# Hamiltonian cycle on graphs without small cycles

While answering this question on cstheory, I (informally) proved on the fly the following theorem:

Theorem: For any fixed $l \geq 3$ the Hamiltonian cycle probem remains NP-complete even if restricted to planar bipartite undirected graphs of maximum degree 3 that don't contain cycles of length $\leq l$.

It seems very unlikely that it has not already appeared somewhere.
But it allows to settle many Hamiltonian cycle/path problems on graphclasses.org that are marked as "Unknown to ISGCI" (see for example this one); indeed a direct corollary is that Hamiltonian cycle and path problems are still NP-complete if restricted to $(H_1,...,H_k)\text{-free}$ graphs, where each of the $H_i$ contains at least one cycle.

Can you give me a reference of the paper/book where it appeared?

(then I'll contact people at graphclasses.org)

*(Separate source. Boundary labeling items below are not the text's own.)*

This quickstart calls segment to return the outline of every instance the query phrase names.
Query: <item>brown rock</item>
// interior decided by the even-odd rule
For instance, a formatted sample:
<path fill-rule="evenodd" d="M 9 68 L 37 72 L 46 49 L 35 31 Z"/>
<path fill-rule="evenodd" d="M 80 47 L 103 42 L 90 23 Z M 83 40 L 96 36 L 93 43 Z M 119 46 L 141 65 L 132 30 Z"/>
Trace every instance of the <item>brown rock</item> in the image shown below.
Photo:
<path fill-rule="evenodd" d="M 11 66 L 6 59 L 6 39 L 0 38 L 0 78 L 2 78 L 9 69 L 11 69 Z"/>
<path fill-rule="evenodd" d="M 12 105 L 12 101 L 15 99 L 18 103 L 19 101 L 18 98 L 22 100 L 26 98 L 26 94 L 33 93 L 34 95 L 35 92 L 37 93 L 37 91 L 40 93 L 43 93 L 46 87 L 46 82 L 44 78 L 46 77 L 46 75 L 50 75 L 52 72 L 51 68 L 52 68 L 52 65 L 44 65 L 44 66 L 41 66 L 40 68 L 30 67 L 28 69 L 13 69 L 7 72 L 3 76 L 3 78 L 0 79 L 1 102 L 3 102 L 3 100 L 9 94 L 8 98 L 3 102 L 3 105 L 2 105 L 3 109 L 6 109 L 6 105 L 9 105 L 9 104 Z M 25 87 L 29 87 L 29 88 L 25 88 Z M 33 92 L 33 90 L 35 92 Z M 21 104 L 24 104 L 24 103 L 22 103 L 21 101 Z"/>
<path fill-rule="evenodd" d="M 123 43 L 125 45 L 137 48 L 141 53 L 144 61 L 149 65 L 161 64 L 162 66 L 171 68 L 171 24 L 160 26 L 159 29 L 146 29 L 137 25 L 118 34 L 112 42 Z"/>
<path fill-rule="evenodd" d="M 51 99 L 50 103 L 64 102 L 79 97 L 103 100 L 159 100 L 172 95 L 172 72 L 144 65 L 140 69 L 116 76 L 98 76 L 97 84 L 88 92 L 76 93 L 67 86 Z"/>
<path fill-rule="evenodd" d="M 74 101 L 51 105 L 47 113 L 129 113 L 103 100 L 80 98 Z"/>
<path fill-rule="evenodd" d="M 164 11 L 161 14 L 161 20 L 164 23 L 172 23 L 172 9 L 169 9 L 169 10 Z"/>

• At least these discussions helped for new results in graphclasses.org so please inform graphclasses about unknown to them result - The Contact link gives a form, email address is optional. – joro Jun 18 '14 at 8:02
• @joro: I already contacted them, yesterday (I also gave them my email). I'll wait a few days and see if they update the status of those problems. – Marzio De Biasi Jun 18 '14 at 8:42
• I heard they don't update the database very often and reply with "thanks" after updating the DB and they are quite responsive. – joro Jun 18 '14 at 9:04
• @joro: I think they updated the database (they are very collaborative and polite) – Marzio De Biasi Jun 23 '14 at 7:27

For any given rational number $0\le r <1/2$, the Hamiltonian cycle probem remains NP-complete even if restricted to bipartite planar $n$-vertex graphs of maximum degree 3 and girth $\ge n^r$.